A biodegradable thermo-gelling copolymer consisting of PEG and poly(lactide-co-glycolide) (PLGA), PLGA-PEG-PLGA, can be a base material to develop new injectable gels, owing to its advantages for easy and reproducible synthesis on a large scale and gelation in response to the body temperature at a sufficiently rapid rate without using harmful regents. Moreover, their safety for long-term use has been widely recognized through their investigation as drug delivery carriers for various kinds of low molecular weight drugs.²⁰ However, aqueous PLGA-PEG-PLGA solutions indeed exhibit strong cytotoxicity during the cell loading process (thermo-responsive sol–gel transition process), because PLGA segments are released from the destabilized micelle core by thermal stimulus and directly disrupt the structures of cytomembranes of loaded cells through hydrophobic interactions (Fig. S1†), leading to necrosis.²⁰ As PLGA-PEG-PLGA has a high critical gelation concentration (CGC, at above 15 wt%) to form hydrogels in situ, the high CGC facilitates the cytotoxicity. Additionally, high CGC causes poor space within the hydrogel to create spatial freedom for efficient cell loading, cell growth, and three-dimensional cell assembly. Both the high cytotoxicity against loading cells and poor space derived from the high CGC of PLGA-PEG-PLGA are obstacles to apply it for injectable cell therapy.
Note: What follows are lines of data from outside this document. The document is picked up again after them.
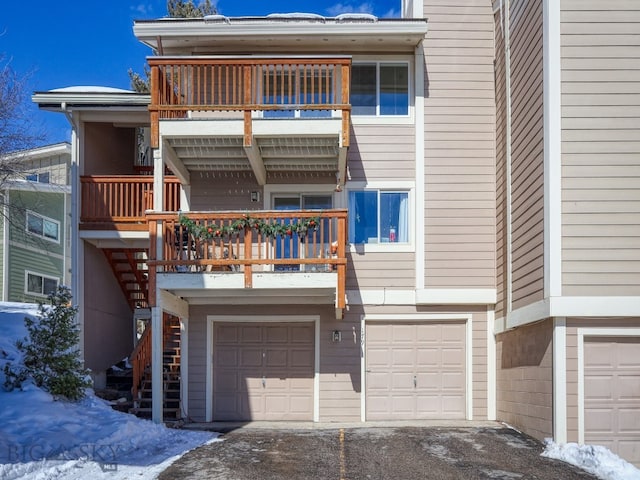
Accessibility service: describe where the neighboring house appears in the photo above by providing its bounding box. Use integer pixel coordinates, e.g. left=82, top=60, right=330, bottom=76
left=34, top=0, right=640, bottom=464
left=0, top=143, right=71, bottom=302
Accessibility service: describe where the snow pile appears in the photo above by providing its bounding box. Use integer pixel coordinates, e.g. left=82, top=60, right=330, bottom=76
left=0, top=303, right=217, bottom=480
left=542, top=439, right=640, bottom=480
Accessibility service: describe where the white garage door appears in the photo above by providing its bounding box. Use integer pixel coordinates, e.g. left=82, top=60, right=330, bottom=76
left=365, top=322, right=466, bottom=420
left=584, top=337, right=640, bottom=467
left=213, top=322, right=315, bottom=420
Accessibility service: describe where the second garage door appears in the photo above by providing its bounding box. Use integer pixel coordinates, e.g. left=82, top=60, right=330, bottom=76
left=365, top=322, right=466, bottom=420
left=213, top=322, right=315, bottom=420
left=584, top=337, right=640, bottom=467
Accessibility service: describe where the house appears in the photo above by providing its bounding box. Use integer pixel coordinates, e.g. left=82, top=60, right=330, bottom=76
left=34, top=0, right=640, bottom=464
left=0, top=143, right=71, bottom=303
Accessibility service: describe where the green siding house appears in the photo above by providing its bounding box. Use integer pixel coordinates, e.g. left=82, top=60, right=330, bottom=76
left=0, top=143, right=71, bottom=302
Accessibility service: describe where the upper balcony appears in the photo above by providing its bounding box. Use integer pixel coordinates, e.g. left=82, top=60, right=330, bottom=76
left=148, top=56, right=351, bottom=186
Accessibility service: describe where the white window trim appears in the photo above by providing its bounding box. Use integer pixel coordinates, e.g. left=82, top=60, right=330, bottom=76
left=351, top=55, right=415, bottom=125
left=342, top=180, right=416, bottom=253
left=24, top=270, right=60, bottom=298
left=25, top=210, right=60, bottom=244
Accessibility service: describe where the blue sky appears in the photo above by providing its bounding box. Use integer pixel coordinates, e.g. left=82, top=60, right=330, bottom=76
left=0, top=0, right=401, bottom=143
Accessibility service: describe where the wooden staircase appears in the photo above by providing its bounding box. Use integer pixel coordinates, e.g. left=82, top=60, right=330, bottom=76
left=129, top=313, right=182, bottom=422
left=103, top=248, right=149, bottom=310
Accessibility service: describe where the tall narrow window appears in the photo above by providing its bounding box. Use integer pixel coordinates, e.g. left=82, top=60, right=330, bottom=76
left=349, top=190, right=409, bottom=244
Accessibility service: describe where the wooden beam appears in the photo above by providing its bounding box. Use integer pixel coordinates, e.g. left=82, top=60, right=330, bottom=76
left=162, top=140, right=191, bottom=185
left=244, top=138, right=267, bottom=185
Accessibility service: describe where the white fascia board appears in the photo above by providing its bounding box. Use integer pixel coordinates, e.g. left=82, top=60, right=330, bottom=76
left=415, top=288, right=498, bottom=305
left=133, top=19, right=427, bottom=43
left=550, top=296, right=640, bottom=317
left=31, top=91, right=151, bottom=107
left=496, top=296, right=640, bottom=333
left=347, top=288, right=415, bottom=305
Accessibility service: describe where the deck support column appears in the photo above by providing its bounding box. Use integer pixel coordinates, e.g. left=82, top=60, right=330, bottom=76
left=151, top=307, right=164, bottom=423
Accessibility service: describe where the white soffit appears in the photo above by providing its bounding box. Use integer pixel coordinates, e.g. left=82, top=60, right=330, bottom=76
left=133, top=18, right=427, bottom=54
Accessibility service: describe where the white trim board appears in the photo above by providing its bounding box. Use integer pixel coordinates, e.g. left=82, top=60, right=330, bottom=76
left=495, top=296, right=640, bottom=333
left=576, top=327, right=640, bottom=445
left=205, top=315, right=320, bottom=422
left=360, top=313, right=473, bottom=422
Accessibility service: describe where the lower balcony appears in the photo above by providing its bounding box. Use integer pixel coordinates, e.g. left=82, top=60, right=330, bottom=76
left=147, top=210, right=347, bottom=318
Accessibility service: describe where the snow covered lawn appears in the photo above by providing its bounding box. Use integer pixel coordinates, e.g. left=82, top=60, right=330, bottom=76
left=0, top=303, right=217, bottom=480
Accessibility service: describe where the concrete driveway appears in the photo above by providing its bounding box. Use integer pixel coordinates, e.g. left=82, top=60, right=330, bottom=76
left=159, top=424, right=595, bottom=480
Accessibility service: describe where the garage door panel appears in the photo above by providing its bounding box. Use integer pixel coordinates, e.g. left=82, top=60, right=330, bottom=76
left=365, top=322, right=466, bottom=420
left=213, top=323, right=315, bottom=420
left=238, top=348, right=262, bottom=368
left=239, top=325, right=262, bottom=345
left=584, top=337, right=640, bottom=466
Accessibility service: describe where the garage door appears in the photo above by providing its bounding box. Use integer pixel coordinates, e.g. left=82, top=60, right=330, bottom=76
left=584, top=337, right=640, bottom=467
left=213, top=322, right=315, bottom=420
left=365, top=322, right=466, bottom=420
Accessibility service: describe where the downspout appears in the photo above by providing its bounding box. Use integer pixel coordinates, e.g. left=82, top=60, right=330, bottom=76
left=504, top=0, right=513, bottom=320
left=60, top=102, right=85, bottom=354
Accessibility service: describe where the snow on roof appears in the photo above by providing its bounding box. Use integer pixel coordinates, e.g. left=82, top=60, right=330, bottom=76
left=49, top=85, right=135, bottom=93
left=266, top=12, right=325, bottom=22
left=336, top=13, right=378, bottom=22
left=204, top=15, right=231, bottom=23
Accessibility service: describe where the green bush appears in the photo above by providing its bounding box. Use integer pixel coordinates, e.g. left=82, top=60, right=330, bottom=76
left=4, top=286, right=91, bottom=400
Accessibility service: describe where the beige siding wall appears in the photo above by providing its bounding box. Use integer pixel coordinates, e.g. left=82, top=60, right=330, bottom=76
left=567, top=317, right=640, bottom=442
left=424, top=0, right=496, bottom=288
left=510, top=0, right=544, bottom=309
left=496, top=320, right=553, bottom=440
left=78, top=243, right=133, bottom=372
left=347, top=124, right=416, bottom=181
left=494, top=12, right=507, bottom=318
left=82, top=122, right=136, bottom=175
left=561, top=0, right=640, bottom=295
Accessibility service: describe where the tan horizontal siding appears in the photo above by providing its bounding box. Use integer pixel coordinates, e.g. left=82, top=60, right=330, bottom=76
left=561, top=0, right=640, bottom=295
left=424, top=0, right=495, bottom=288
left=347, top=123, right=416, bottom=182
left=510, top=2, right=544, bottom=309
left=347, top=252, right=415, bottom=290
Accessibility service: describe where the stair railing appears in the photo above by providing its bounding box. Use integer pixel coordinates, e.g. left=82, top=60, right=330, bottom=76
left=129, top=325, right=151, bottom=405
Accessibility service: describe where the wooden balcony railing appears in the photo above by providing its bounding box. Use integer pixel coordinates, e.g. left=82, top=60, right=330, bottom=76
left=147, top=210, right=347, bottom=308
left=149, top=57, right=351, bottom=148
left=80, top=175, right=180, bottom=230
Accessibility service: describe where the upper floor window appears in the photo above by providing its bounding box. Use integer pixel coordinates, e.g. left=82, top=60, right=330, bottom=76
left=349, top=189, right=409, bottom=244
left=27, top=211, right=60, bottom=242
left=27, top=172, right=51, bottom=183
left=351, top=62, right=409, bottom=116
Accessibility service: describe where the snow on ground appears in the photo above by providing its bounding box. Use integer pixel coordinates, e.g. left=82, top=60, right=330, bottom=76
left=0, top=303, right=217, bottom=480
left=542, top=438, right=640, bottom=480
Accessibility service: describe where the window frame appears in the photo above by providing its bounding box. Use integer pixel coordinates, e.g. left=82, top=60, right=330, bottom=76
left=24, top=270, right=60, bottom=298
left=25, top=210, right=61, bottom=244
left=342, top=180, right=417, bottom=253
left=350, top=56, right=415, bottom=125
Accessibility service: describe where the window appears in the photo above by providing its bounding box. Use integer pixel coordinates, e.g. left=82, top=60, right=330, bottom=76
left=349, top=190, right=409, bottom=244
left=27, top=211, right=60, bottom=242
left=25, top=272, right=58, bottom=297
left=351, top=63, right=409, bottom=116
left=27, top=172, right=50, bottom=183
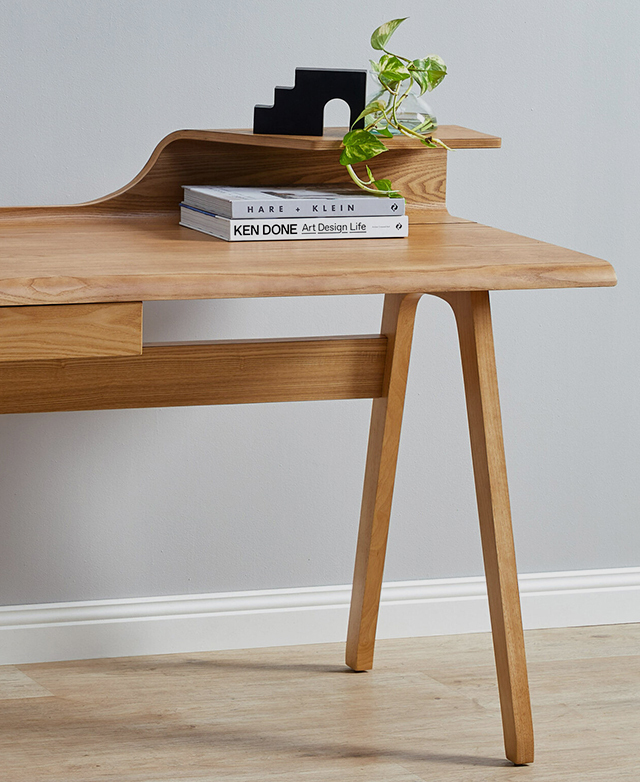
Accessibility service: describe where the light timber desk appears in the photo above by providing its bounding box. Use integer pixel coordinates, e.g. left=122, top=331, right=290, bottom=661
left=0, top=126, right=616, bottom=764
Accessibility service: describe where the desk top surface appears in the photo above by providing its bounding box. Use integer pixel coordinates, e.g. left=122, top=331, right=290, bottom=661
left=0, top=125, right=616, bottom=306
left=0, top=214, right=616, bottom=306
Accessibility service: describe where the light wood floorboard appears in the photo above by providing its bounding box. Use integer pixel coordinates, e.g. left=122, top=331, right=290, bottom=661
left=0, top=625, right=640, bottom=782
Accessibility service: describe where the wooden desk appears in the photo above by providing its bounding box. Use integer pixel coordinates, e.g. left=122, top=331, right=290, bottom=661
left=0, top=126, right=616, bottom=764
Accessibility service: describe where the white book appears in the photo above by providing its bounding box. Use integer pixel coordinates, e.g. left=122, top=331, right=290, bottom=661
left=183, top=185, right=404, bottom=219
left=180, top=204, right=409, bottom=242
Here we show a new method to develop excellent cell-compatible, injectable gels having ultralow gelation concentration (minimum conc.: 0.05 wt%) by simple mixing of PLGA-PEG-PLGA and clay nanosheets. Interestingly, our nanocomposite strategy using clay nanosheets not only completely quenches the cytotoxicity of PLGA-PEG-PLGA but also lowers the CGC drastically. In the present paper, we report a novel strategy to create PLGA-PEG-PLGA based cell-compatible thermogels and to lower the CGC effectively, results of our studies on the thermo-gelation, and discussion of crucial parameters for achieving excellent cell-compatibility.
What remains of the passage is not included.